Force violent crashes to simulate power loss

Since we're in user-land, a "kill -9" will simulate a violent crash due to power loss. No "sync your data to disk", no "here it comes", just "bang, you're dead". We even break up our low-level writes to disk so that they're non-atomic at the syscall level. This way, we simulate partial writes in the event of a power failure. Furthermore, when we re-start the test suite and resume from the simulated power failure, we first verify the integrity of the entire storage pool to ensure everything is totally consistent.

Remember, we're doing all of the above operations as fast as we can. To make things even racier, we put the backing store of the pool under test in /tmp, which is an in-memory filesystem under Solaris. This way, we can expose many race conditions that simply would not occur at the speed of normal disks.

All in all, this means that we put our code through more abuse in about 20 seconds than most users will see in a lifetime. We run this test suite every night as part of our nightly testing, as well as when we're developing code in our private workspaces. And it obeys Bill's first law of test suites: the effectiveness of a test suite is directly proportional to its ease of use. We simply just type "ztest" and off it goes.

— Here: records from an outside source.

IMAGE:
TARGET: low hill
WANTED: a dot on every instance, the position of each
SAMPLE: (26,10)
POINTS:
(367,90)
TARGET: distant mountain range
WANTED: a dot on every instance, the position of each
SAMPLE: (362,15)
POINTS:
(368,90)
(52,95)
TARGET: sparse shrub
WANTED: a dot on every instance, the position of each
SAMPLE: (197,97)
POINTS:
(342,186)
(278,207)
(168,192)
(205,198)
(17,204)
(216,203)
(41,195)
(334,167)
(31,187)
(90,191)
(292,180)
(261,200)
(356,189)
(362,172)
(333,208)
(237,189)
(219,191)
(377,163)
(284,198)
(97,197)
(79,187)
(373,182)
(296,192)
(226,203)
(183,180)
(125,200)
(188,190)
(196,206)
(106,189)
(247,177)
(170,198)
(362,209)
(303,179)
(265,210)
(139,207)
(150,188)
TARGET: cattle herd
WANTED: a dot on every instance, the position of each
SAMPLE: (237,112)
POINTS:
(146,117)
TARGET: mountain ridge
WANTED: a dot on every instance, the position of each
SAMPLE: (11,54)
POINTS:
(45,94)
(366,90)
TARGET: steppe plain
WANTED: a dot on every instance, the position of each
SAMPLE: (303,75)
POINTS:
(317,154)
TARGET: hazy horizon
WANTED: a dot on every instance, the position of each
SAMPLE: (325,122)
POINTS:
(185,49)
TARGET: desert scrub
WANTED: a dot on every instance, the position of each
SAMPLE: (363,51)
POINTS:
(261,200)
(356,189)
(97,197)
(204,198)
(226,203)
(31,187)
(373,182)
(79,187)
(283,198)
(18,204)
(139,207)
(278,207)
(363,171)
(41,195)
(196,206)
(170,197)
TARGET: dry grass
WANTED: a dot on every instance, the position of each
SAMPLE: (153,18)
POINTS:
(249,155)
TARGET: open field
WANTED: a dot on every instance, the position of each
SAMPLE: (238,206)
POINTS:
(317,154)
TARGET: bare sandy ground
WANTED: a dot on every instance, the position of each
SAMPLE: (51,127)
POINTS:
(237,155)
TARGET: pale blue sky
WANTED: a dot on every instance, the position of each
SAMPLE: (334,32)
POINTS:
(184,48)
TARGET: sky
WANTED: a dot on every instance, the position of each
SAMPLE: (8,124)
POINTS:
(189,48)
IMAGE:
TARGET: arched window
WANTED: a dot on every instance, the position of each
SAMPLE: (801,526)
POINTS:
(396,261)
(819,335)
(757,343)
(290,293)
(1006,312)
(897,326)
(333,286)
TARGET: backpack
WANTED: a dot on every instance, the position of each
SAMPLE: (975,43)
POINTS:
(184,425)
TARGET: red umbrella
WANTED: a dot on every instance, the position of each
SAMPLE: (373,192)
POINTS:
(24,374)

Of course all this wonderful test suite leaves out the poor ZPL. Fortunately we have a dedicated test team that also does more traditional testing, running ZFS in the kernel, acting as a real filesystem. They run a whole slew of tests that also try to get maximal code coverage, verify standards compliance, and generally abuse the system as much as possible. While we strive to get ztest covering as much of our code base as possible, nothing beats the real deal in terms of giving ourselves warm, fuzzy feelings.

As our friends at Veritas once said, "If it's not tested, it doesn't work." And I couldn't agree with them more.